Cardiac dysfunction and mortality associated with trauma and sepsis increase with age. Mitochondria play a critical role in the energy demand of cardiac muscles, and thereby on the function of the heart. Specific molecular pathways responsible for mitochondrial functional alterations after injury in relation to aging are largely unknown. To further investigate this, 6- and 22-month-old rats were subjected to trauma-hemorrhage (T-H) or sham operation and euthanized following resuscitation. Left ventricular tissue was profiled using our custom rodent mitochondrial gene chip (RoMitochip). Our experiments demonstrated a declined left ventricular performance and decreased alteration in mitochondrial gene expression with age following T-H and we have identified c-Myc, a pleotropic transcription factor, to be the most upregulated gene in 6- and 22-month-old rats after T-H. Following T-H, while 142 probe sets were altered significantly (39 up and 103 down) in 6-month-old rats, only 66 were altered (30 up and 36 down) in 22-month-old rats; 36 probe sets (11 up and 25 down) showed the same trend in both groups.
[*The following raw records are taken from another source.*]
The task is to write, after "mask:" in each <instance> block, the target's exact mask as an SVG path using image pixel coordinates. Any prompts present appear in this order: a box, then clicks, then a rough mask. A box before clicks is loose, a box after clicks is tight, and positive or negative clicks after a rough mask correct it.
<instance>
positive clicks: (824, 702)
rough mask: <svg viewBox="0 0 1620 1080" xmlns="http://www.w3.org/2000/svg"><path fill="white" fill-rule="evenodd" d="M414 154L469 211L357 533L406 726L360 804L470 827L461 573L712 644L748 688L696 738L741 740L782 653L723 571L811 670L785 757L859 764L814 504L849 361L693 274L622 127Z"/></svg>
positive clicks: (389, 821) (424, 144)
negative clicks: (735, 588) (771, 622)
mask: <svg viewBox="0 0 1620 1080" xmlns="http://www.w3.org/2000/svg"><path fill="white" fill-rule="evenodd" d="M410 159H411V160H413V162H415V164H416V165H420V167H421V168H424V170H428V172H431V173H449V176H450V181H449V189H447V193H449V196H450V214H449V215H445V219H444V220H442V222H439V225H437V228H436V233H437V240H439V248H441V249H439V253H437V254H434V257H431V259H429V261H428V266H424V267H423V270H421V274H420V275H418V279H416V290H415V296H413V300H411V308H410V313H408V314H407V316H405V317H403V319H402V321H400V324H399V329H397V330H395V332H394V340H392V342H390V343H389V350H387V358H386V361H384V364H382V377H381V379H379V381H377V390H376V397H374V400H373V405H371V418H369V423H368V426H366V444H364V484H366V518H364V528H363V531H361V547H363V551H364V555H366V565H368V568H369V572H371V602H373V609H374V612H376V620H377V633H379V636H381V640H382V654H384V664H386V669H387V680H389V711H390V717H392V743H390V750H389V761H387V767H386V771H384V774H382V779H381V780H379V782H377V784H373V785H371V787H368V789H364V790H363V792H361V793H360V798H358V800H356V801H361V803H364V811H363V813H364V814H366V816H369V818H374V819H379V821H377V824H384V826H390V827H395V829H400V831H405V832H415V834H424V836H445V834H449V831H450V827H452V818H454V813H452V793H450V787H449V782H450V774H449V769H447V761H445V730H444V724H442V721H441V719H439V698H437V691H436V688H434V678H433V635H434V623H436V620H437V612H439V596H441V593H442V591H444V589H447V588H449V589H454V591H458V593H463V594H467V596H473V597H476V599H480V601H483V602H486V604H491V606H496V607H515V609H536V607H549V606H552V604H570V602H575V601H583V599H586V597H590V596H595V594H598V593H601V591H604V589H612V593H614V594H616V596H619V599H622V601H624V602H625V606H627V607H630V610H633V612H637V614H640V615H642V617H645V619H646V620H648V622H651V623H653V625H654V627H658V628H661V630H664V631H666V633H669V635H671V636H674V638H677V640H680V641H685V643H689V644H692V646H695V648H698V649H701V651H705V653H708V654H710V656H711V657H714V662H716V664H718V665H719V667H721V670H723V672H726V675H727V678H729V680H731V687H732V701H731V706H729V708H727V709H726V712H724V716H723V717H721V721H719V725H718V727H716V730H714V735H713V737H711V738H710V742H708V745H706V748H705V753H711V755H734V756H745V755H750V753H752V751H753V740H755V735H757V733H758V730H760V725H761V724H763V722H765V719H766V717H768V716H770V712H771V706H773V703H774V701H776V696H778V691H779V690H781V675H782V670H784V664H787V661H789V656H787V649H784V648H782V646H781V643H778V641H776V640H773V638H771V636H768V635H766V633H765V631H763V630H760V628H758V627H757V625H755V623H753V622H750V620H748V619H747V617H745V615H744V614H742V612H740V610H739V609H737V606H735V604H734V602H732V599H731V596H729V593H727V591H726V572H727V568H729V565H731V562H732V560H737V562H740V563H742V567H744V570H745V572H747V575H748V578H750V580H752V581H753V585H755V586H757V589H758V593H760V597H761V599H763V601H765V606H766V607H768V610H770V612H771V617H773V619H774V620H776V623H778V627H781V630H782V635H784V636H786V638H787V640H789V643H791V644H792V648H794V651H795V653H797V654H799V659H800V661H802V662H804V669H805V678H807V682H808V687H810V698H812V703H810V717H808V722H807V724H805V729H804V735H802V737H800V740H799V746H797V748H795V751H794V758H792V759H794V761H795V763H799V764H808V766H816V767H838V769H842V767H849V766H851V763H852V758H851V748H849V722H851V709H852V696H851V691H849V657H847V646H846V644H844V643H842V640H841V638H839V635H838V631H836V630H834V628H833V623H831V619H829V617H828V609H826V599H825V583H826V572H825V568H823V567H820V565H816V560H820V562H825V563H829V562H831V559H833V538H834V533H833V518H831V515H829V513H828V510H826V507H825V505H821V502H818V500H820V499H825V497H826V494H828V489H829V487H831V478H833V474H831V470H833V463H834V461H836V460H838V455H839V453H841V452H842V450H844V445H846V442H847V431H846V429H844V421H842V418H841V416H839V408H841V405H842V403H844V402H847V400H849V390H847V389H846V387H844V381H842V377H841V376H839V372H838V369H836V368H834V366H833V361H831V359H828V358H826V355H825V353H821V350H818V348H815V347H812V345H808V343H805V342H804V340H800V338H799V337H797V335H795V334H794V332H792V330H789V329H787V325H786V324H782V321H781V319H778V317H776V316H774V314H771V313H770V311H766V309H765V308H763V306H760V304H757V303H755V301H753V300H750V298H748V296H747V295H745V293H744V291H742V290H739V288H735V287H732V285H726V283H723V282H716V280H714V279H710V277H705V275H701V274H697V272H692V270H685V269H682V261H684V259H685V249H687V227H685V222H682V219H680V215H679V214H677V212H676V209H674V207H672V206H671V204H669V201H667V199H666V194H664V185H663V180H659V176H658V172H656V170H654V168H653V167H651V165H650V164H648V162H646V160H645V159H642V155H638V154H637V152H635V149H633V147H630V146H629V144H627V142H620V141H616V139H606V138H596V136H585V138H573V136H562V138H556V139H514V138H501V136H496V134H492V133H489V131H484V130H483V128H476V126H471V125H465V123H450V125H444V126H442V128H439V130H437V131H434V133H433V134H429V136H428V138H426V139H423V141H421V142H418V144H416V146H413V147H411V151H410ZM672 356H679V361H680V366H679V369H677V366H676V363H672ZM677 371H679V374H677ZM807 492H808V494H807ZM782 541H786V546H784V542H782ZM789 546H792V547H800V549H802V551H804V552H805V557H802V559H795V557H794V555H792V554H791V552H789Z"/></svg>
The expression of c-Myc and cardiac death promoting gene Bnip3 were increased, and Pgc1-α and Ppar-α a decreased following T-H. Eleven tRNA transcripts on mtDNA were upregulated following T-H in the aged animals, compared with the sham group. Our observations suggest a c-myc-regulated mitochondrial dysfunction following T-H injury and marked decrease in age-dependent changes in the transcriptional profile of mitochondrial genes following T-H, possibly indicating cellular senescence. To our knowledge, this is the first report on mitochondrial gene expression profile following T-H in relation to aging.

Figure 1

Left ventricular performance decreases with aging and T-H. Six- and 22-month-old rats were subjected to sham or T-H procedure and left ventricular performance (+ and −dP/dt) was measured. dP/dt values expressed as mean > SE. Panel A, >dP/dt and panel B, −dP/dt. See “Materials and Methods” section for experimental details.

Figure 2

Mitochondrial gene expression changes following T-H. Changes in expression of a subset of mitochondrial genes following T-H in two different age groups (6- and 22- months). Upregulated (A) and downregulated (B) genes in each group are shown as bars. Bars represent mean fold change with a P < 0.05.

Figure 3

Pgc-1α and Bnip3 protein expression changes following T-H. Left ventricular tissues from 6-month-old rats subjected to T-H or sham operation were tested for Pgc-1α (A) and Bnip3 (B) by Western blot. A representative result from two sham and two T-H rats are given. The bar graph represents mean and standard error of three experiments using tissues from four sham and four T-H rats.

Figure 4

Alteration of tRNA transcripts on mtDNA following T-H. Transcripts of tRNAs that demonstrated a significant upregulation in 22-month-old rats following T-H. Expression changes in each animal are represented as a heat map (see “Materials and Methods” for details).

Figure 5

Upregulation of c-Myc following T-H. Left ventricular tissues from rats subjected to T-H or sham operation were tested by Western blot (A and B) or real time PCR (C) for c-Myc expression. The bands were quantified by densitometry (C).

Figure 6

Regulation of Pgc-1α and mitochondrial function by c-Myc, T-H and aging. Aging and T-H are known to reduce Pgc-1α activity. Our results indicate that c-Myc expression increases following T-H in both age groups and this transcription factor might be the mediator for decreased Pgc-1α following injury, resulting in diminished mitochondrial biogenesis and function.